Error Handling

The only errors that can occur in the lexical analyzer are (1) no regular expression matches the current input; and (2) an open comment character ({) appears inside a comment. For the most part, errors occur when an invalid character is encountered. The easiest way to handle this is to have the token assembler return the unrecognized character as a token with type "unknown character" or "erroneous". This token could simply be passed on to the parser (this is what the sample code does), which during syntax analysis would produce an error since this token will not be valid in any syntactic configuration. However, the resulting error message is not likely to be very informative. Another strategy is to catch this error in the lexical identification phase and give a more sensible error message, and not pass the token on to the parser. This strategy will also ensure that all other phases of the compiler can assume that tokens are correct, thus avoiding the generation of obscure error messages or, worse, a compiler crash.

All error messages should be generated by an error routine that is called by any module in the compiler whenever an error is detected.

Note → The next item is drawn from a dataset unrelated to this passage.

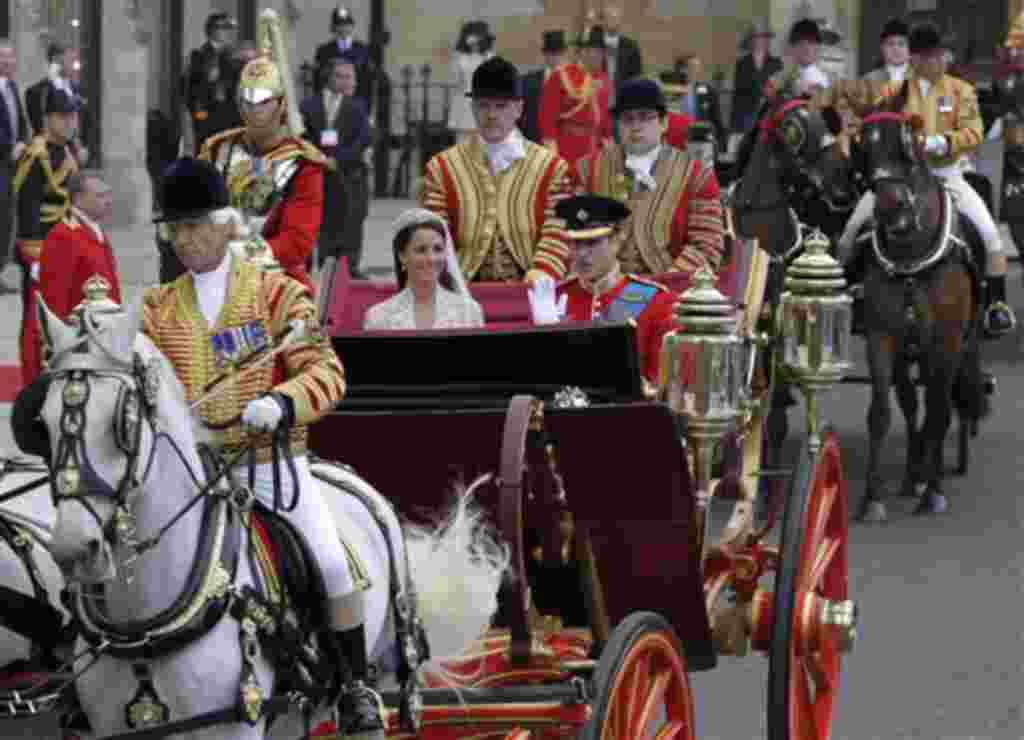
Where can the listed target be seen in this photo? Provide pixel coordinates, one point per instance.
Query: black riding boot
(998, 317)
(360, 714)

The caller can pass some indication of what the error message to be generated is. When an error is detected, the basic requirement for this assignment is that an error message is generated and tokenization continues.

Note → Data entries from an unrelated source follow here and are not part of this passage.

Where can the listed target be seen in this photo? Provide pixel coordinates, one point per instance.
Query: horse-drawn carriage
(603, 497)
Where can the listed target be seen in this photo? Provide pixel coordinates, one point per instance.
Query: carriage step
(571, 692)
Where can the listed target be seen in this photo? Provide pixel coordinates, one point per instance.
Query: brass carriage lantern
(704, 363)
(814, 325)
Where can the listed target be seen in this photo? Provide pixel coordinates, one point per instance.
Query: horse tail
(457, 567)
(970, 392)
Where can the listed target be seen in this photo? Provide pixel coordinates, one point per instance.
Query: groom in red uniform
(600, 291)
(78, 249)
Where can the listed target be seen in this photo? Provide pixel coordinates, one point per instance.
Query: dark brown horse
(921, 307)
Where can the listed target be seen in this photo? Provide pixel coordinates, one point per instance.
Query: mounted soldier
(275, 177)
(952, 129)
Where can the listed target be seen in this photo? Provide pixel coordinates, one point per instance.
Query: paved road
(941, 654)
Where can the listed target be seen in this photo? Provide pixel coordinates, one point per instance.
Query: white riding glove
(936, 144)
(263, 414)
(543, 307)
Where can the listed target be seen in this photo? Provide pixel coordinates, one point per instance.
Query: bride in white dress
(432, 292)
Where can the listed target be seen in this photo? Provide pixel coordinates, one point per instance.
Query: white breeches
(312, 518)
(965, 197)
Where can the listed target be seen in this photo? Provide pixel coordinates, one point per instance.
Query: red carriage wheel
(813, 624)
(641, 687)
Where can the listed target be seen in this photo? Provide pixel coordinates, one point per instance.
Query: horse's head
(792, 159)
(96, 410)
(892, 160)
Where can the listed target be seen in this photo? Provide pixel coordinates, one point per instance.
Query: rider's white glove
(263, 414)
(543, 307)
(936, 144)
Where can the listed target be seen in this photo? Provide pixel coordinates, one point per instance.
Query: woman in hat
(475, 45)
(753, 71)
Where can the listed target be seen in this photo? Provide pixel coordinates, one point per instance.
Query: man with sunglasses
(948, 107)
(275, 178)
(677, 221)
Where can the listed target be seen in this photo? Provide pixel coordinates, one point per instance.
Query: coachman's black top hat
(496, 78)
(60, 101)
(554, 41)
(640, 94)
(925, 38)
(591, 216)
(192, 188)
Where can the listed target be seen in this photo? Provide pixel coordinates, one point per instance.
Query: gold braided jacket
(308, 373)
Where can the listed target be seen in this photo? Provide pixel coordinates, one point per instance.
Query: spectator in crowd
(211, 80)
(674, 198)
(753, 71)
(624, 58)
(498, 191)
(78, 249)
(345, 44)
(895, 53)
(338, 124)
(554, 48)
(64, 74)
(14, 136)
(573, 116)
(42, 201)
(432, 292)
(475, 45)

Depending on how you structure your lexical analyzer, there may be other errors that could occur. For example, real numbers in our subset of Pascal are required to have a digit both before and after the decimal point, and in reals with exponential notation, digits must follow the "e" (e.g., "5." , 5.3e.", "5.3ea" are all illegal). In principle, since the dot is a legal token in our language, and since blanks are optional except surrounding keywords, the lexical analyzer could treat a sequence like 5.3e. as three tokens: the real number 5.3, the identifer "e", and the dot. Obviously, this will lead to an error at syntax analysis time, so at some level it is not the lexical analyzer's problem. On the other hand, it is a fairly sure bet that the error is a badly formed number, and the error the parser will generate is likely to be meaningless. Whether to handle this in the lexical analyzer or not is up to you as a compiler designer.